The wife of Bo Xilai, a high-level Chinese politician, is under investigation for the murder of a British businessman, the state-run Xinhua news service reported late Tuesday, the first official word on the allegations that led to Bo’s removal from office last month. The development casts a grisly pall over a scandal that has shaken the Chinese leadership during a sensitive transition year. The businessman, Neil Heywood, 41, died on Nov. 15 in Chongqing, the southwestern Chinese megalopolis that Bo ran until his March 15 ouster. Heywood’s death had initially been reported as due to alcohol poisoning, but the case is now being reinvestigated, Xinhua reported, and Bo’s wife, Gu Kailai, and an aide, Zhang Xiaojun, are suspected of homicide. Heywood had previously been linked with Bo’s family. The Xinhua report noted that Gu and the couple’s son, Bo Guagua, “were on good terms with Heywood” but added “they had conflict over economic interests” without giving details.
Xinhua also announced Tuesday that Bo, 62, has been suspended from his position on China’s 25-member Politburo and the Communist Party Central Committee and is “suspected of being involved in serious discipline violations.” The Politburo seat was Bo’s last remaining high-level post, and his removal paves the way for a Communist Party investigation and possible criminal charges. “China is a socialist country ruled by law, and the sanctity and authority of law shall not be tramped,” the state news agency said. “Whoever has broken the law will be handled in accordance with law and will not be tolerated, no matter who is involved.”
Bo’s dramatic downfall was set in motion in February, when a former deputy suddenly appeared at a U.S. consulate in the city of Chengdu, about 200 miles (320 km) from Chongqing. The deputy, Chongqing’s ex-police chief Wang Lijun, spent an evening in the consulate and was detained by Chinese state security after he left. The Xinhua report confirmed that Wang passed along his suspicions about Heywood’s death to the Americans.

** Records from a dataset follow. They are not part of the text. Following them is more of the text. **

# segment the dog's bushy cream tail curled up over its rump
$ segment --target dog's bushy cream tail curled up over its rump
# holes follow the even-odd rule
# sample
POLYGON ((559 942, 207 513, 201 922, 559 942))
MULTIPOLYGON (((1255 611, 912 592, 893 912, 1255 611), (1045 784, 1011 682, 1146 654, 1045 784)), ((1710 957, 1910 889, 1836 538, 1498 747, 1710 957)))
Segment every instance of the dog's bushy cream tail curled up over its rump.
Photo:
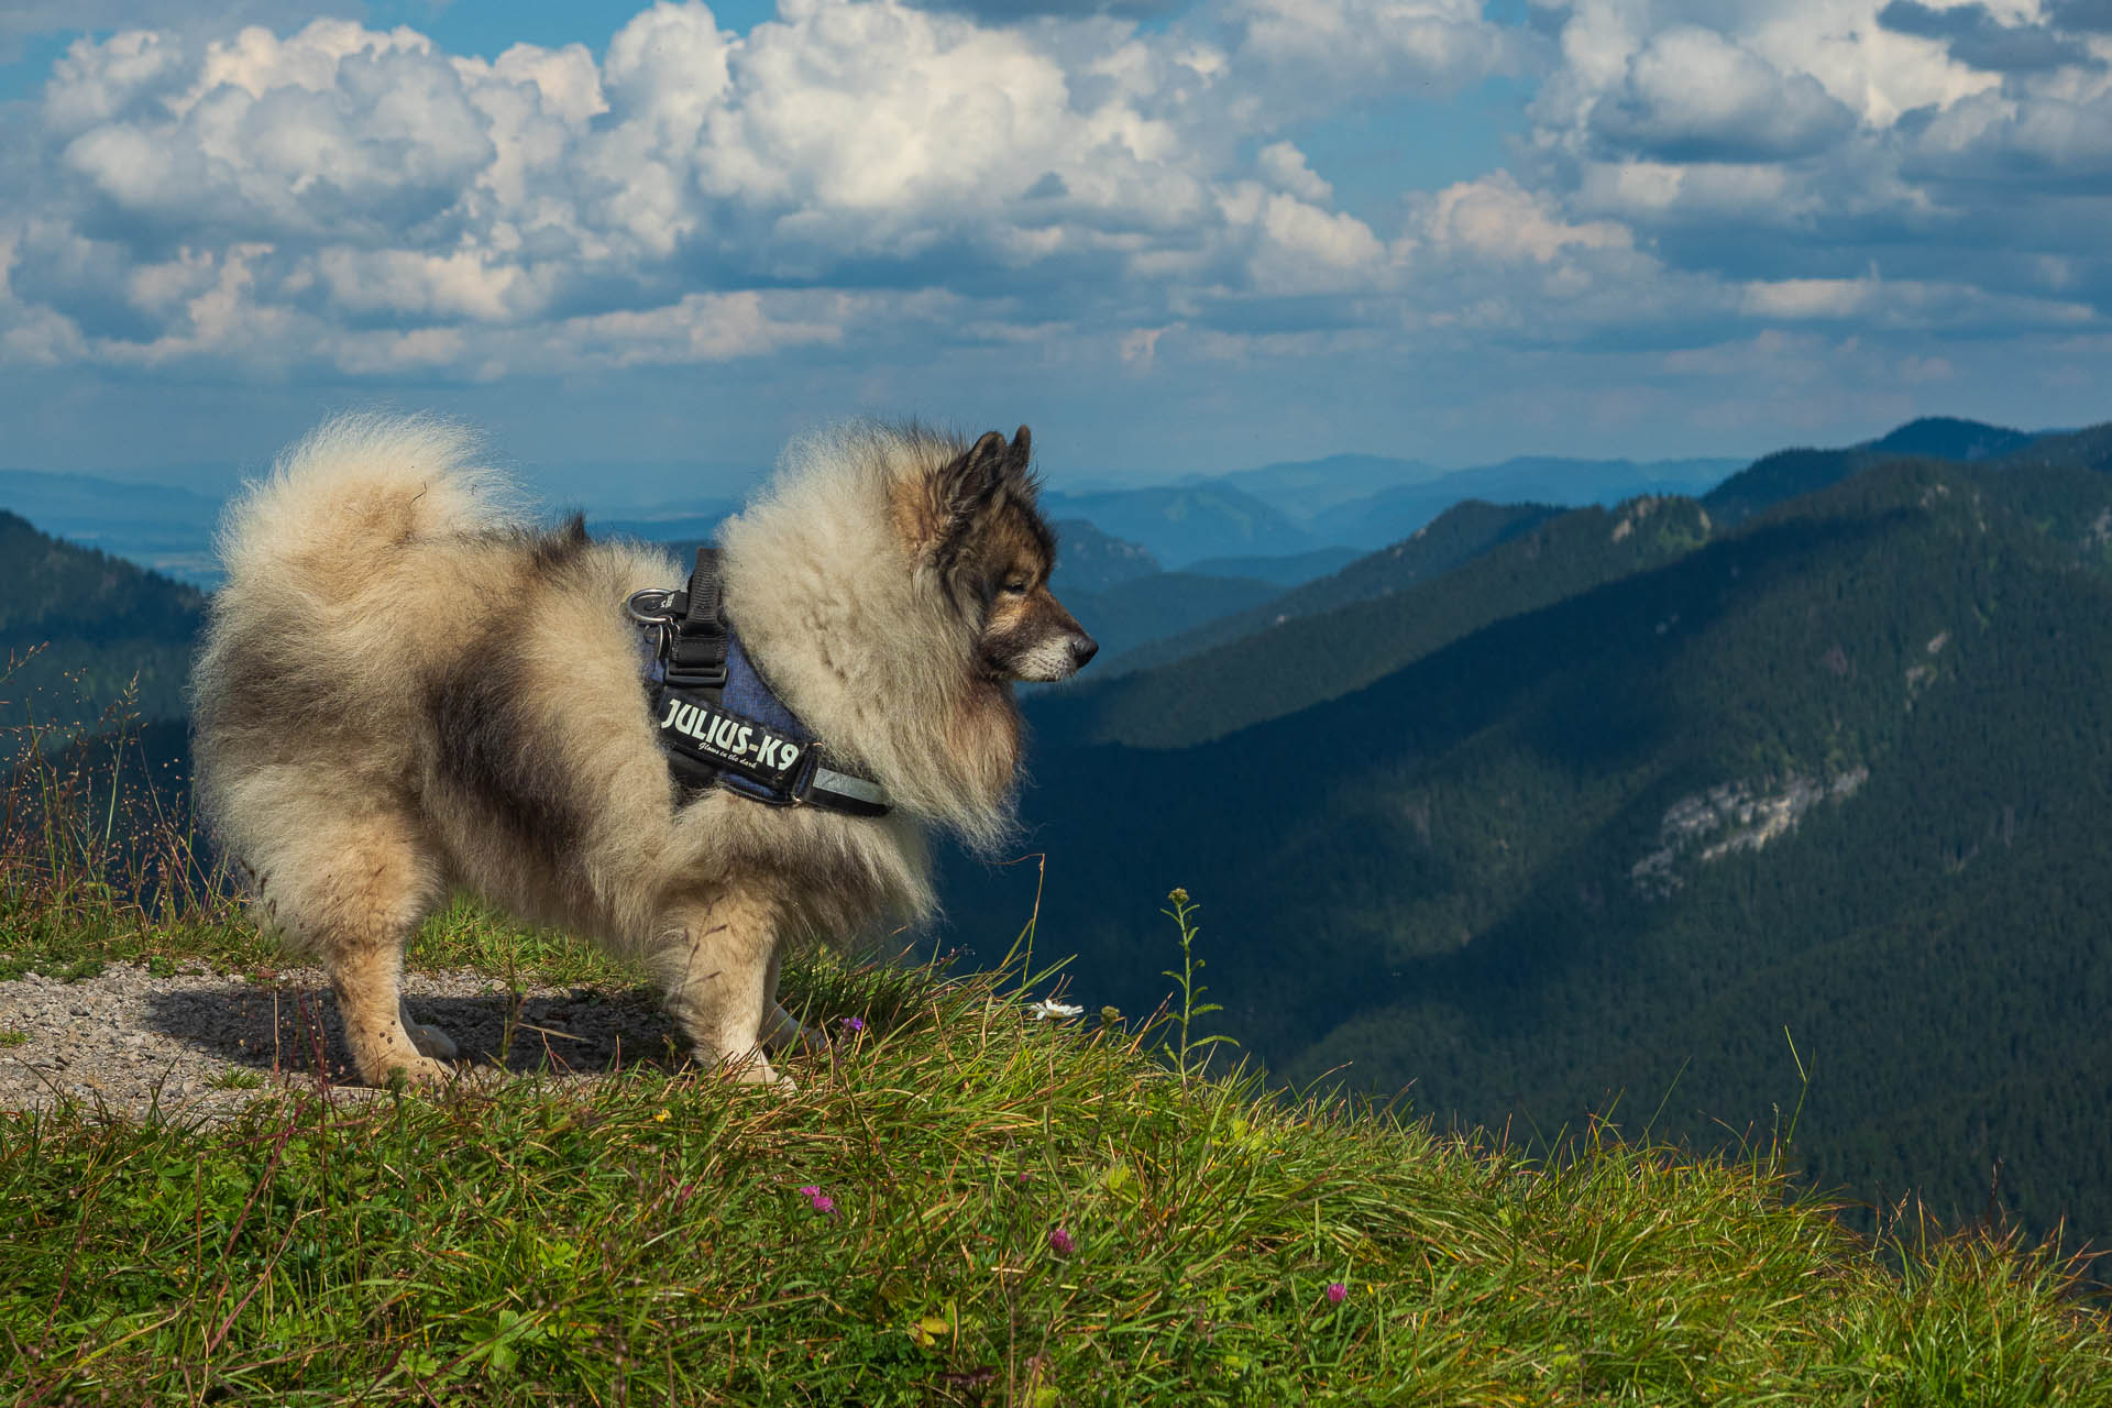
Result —
POLYGON ((509 490, 475 452, 471 431, 435 416, 325 420, 228 505, 218 540, 228 587, 289 568, 317 587, 361 578, 412 538, 509 524, 509 490))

Wang’s trip also forced the usually secretive process of maneuvering for top offices during China’s once-in-a-decade leadership transition somewhat into the open. Bo had been seen as a candidate for elevation to the Politburo’s Standing Committee, China’s top ruling body, when it is reshuffled this fall. The son of a prominent Communist Party elder, Bo rose to national prominence on the back of an aggressive campaign against organized crime in Chongqing, which some lawyers say trampled legal protections in an effort to achieve convictions. Bo also pushed a revival of Mao-era culture, including mass singing of “red songs.” But his populist style and harkening back to Maoist campaigns angered some top-level officials. Chinese Premier Wen Jiabao told a March 14 press conference that Chongqing officials should reflect on the Wang Lijun incident. It was a shot clearly directed at Bo, who was removed from his Chongqing post the next day.